Yankee pitching coach gets raise
NEW YORK -- A raise made Mel Stottlemyre feel George Steinbrenner wanted him to stay on as the New York Yankees pitching coach.
"Even though it wasn't through a direct conversation or anything like that, it was like a show of good faith that he wanted me to return," Stottlemyre said Friday, a day after telling the Yankees he had decided against retirement.
With Stottlemyre's presence assured, the Yankees hope Andy Pettitte will follow suit. The left-hander, who became a free agent after the World Series loss to Florida, is close to Stottlemyre and spoke to him Thursday -- though mostly about hunting.
"I tried very hard not to be a recruiter," Stottlemyre said. "I just wanted to talk to him person-to-person as opposed to his situation in baseball. There is no question I would love to have Andy Pettitte back on my staff again for another year."
Stottlemyre, who turned 62 on Thursday, was in Las Vegas to celebrate his birthday and his wife's, too. His family told him in recent weeks to do what he thought was best.
When he left Yankee Stadium after the World Series, he wasn't sure whether he wanted to stay on as Joe Torre's pitching coach, saying he felt "personally abused." Bench coach Don Zimmer quit, saying he never would work for Steinbrenner again.

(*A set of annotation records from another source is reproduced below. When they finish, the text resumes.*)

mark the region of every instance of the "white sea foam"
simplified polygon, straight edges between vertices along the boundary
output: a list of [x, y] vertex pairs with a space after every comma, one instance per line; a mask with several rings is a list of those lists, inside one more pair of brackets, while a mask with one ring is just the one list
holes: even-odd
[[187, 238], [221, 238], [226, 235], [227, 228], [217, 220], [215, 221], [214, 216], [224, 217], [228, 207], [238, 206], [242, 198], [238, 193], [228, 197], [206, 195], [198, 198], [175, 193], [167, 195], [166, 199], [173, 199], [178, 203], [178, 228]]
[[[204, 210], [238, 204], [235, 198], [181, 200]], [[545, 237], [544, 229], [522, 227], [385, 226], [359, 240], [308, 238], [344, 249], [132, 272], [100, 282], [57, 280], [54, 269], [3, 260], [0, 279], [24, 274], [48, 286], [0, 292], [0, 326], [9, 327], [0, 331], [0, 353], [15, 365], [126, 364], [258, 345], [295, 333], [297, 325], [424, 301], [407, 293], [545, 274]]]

"It was kind of a rocky season for most of the coaches along with Joe Torre," Stottlemyre said. "There had been some things said through the press, not face-to-face. I had my run-ins with George. I wanted to make sure they were done, and I would enjoy working and doing my job."
Torre sounded relieved.
"I held my breath like everyone else, and I could not be happier that Mel will be back in 2004," he said in a statement. "I talked to Mel twice on Thursday and think he's very happy to be back and glad that the waiting time is over."
Stottlemyre was treated in 2000 for multiple myeloma, a form of bone marrow cancer. These days, his health isn't a concern.
"I've had a lot of conversations with my doctor and talked about if it would be better for me to retire now," Stottlemyre said. "I've had much reassurance from him. I should have absolutely zero problem."